- Right fielder
- Born: July 26, 1935 (age 91) Knoxville, Tennessee, U.S.
- Batted: LeftThrew: Right

MLB debut
- September 9, 1959, for the Cincinnati Reds

Last MLB appearance
- September 27, 1959, for the Cincinnati Reds

MLB statistics
- Batting average: .150
- Home runs: 2
- Runs batted in: 2
- Stats at Baseball Reference

Teams
- Cincinnati Reds (1959);

= Buddy Gilbert =

American baseball player (born 1935)

Drew Edward "Buddy" Gilbert (born July 26, 1935) is an American former professional baseball player. An outfielder, he had a brief, seven-game trial with the Cincinnati Reds of Major League Baseball, collecting three hits in 20 at bats. Gilbert batted left-handed, threw right-handed, stood 6 ft 3 in tall and weighed 195 lb. He was born in Knoxville, Tennessee.

==Playing career==
Gilbert attended Knoxville's Central High School and the University of Tennessee. He signed with Cincinnati in 1954 and played eight seasons in the Reds' farm system, through 1961. In his best campaign, he batted .282 with 24 home runs and 84 runs batted in for the 1959 Nashville Vols of the Double-A Southern Association. That performance earned his callup to the National League that September. Gilbert appeared in six games in right field, and although he registered no outfield assists, he won praise for his strong throwing arm by outgunning future Baseball Hall of Fame rightfielder Roberto Clemente in a throwing competition.

At the plate, his three hits included solo home runs against Jim Umbricht and Dick Hall of the Pittsburgh Pirates in the final two games of his career.
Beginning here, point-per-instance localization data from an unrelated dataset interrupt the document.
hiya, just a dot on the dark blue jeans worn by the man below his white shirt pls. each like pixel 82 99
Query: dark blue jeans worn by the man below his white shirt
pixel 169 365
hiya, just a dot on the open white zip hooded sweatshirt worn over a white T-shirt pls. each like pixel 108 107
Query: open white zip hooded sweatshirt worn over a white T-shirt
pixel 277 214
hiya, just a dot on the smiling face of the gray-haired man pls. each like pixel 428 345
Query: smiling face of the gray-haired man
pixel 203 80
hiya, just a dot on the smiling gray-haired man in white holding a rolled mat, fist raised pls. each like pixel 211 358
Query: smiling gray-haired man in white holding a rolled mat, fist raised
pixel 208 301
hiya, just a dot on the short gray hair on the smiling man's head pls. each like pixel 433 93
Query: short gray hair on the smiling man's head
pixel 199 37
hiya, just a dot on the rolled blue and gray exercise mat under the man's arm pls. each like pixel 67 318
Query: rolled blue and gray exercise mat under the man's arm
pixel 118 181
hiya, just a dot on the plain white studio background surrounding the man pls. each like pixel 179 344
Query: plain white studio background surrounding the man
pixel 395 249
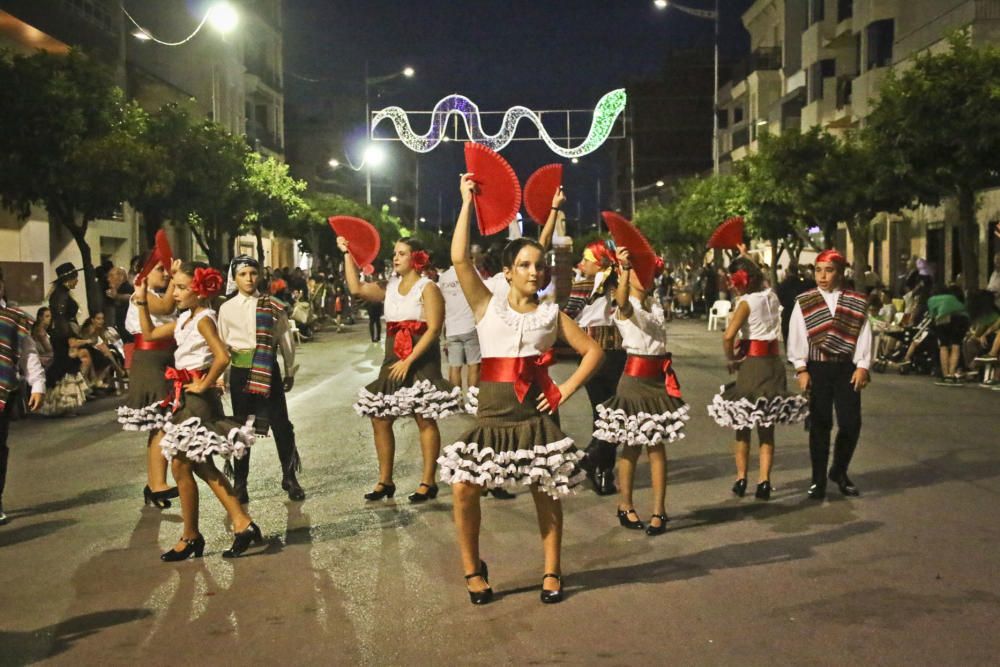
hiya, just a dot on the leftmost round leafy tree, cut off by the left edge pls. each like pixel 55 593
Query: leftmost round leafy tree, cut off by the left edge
pixel 70 143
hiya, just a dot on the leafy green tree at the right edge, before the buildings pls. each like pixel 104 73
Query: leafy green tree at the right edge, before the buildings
pixel 938 125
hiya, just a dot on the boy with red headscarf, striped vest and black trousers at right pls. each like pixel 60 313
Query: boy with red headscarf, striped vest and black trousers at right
pixel 830 346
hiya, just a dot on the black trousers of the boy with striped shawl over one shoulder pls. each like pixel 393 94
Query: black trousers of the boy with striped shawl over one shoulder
pixel 269 412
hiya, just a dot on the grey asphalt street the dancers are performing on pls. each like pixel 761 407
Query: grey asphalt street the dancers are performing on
pixel 904 574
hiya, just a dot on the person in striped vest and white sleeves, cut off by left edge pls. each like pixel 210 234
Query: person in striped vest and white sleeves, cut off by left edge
pixel 17 350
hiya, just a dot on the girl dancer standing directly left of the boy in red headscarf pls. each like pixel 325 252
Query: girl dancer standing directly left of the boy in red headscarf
pixel 759 398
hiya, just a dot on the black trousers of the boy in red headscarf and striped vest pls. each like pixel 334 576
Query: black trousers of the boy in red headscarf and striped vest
pixel 831 389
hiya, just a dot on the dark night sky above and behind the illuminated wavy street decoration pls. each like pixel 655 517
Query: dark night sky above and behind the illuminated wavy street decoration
pixel 544 54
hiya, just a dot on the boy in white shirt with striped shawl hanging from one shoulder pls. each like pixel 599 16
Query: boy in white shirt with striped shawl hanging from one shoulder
pixel 252 325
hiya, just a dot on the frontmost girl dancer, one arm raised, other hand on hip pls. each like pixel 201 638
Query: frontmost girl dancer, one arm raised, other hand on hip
pixel 516 438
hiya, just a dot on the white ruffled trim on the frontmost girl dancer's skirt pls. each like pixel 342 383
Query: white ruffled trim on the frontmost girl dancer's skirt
pixel 554 467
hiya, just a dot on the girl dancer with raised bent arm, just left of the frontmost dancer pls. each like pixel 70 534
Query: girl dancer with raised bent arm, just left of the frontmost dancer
pixel 410 382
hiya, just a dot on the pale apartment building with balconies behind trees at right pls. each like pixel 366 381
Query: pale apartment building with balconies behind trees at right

He also had one single and three bases on balls in 23 plate appearances. His chances of making the 1960 Reds were diminished when Gilbert became involved in a salary dispute over $200 with Reds' general manager Gabe Paul. He spent the rest of his career in minor league baseball.

However, Gilbert made an impact earlier in his career, when as a minor-league teammate of outfielder Curt Flood in the Jim Crow South, he often brought food to Flood on the team bus. Because Flood was an African-American, he was legally prohibited from eating in whites-only, segregated restaurants. Gilbert later said, "Curt Flood mentioned in his autobiography that in all the years he played baseball there was one white boy from Knoxville, Tennessee, that always treated him like a human — Buddy Gilbert. That broke my heart. That’s the nicest compliment I think I have ever had in my lifetime.”

After retiring from baseball, Gilbert launched a successful banking and real estate career in Knoxville. He is a member of the Greater Knoxville Sports Hall of Fame.